The Master Carver takes a second modest fee, then suggests, ‘Might not a single parable languish for lack of company?’
Vere scowls, but undeterred, Mr Roc continues, ‘You might even be thought a mean man, displaying one verse only, or narrow-minded with only the one virtue on view – unjustly, of course.’ He pauses. ‘I offer discounts for quantity.’
Vere accepts, on condition that the central beam should bear the legend Veritas Non Vanitas. He does not want an awkward conversation at Heaven’s Gate. The Master Carver will leave the wall panels untouched.
For many months Vere’s Great Hall is tenanted by ladders with precarious walkways running between, for Roc works on several tales at once. He eyes each beam from below and beside; he feels the wood, he even licks it – then his edged tools turn, incise, shape and contour, until the ceiling is transformed into living visual text.
Vere learns that the Master Carver is much consulted on the matter of Rotherweird’s architectural development.
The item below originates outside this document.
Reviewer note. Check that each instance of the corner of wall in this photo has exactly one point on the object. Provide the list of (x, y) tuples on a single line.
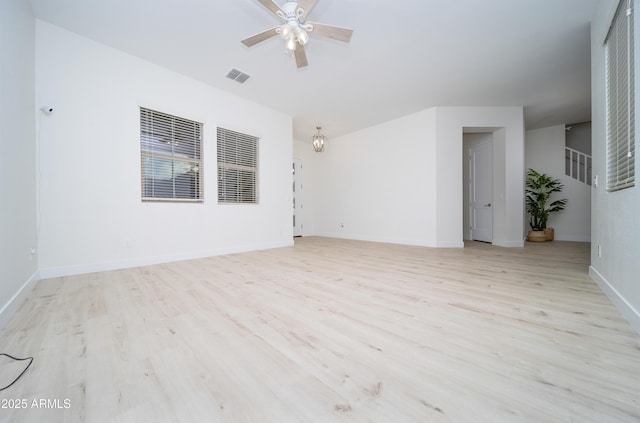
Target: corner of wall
[(628, 311)]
Not unlike his home, the town increasingly reflects the carver’s eye.
1650. Rotherweird.
In wider England, the king has lost not only his crown but his head. These are turbulent times.
The Master Carver works on, as parables spread to neighbouring ground-floor rooms. At times Vere is disturbed by their secular feel; there is often a sense of everyday events – but maybe that is the point.
While working on the prodigal son, the Master Carver broaches a new subject. ‘My Guild, the Woodworkers, has elections and a written constitution to ensure accountability. I believe the town must follow if we’re not to succumb to outside rule.’
This is a different carver from the one Vere thought he knew: this man is articulate, pragmatic and forceful. Yet the argument is appealing, and he certainly does not want his monopolies disturbed by Hoy’s acquisitive traders.
Roc continues, ‘We need a temporary Mayor before our first election. I have taken soundings. Who else but you: Veritas Non Vanitas? We have drafted Regulations to preserve the Herald’s true prerogatives.’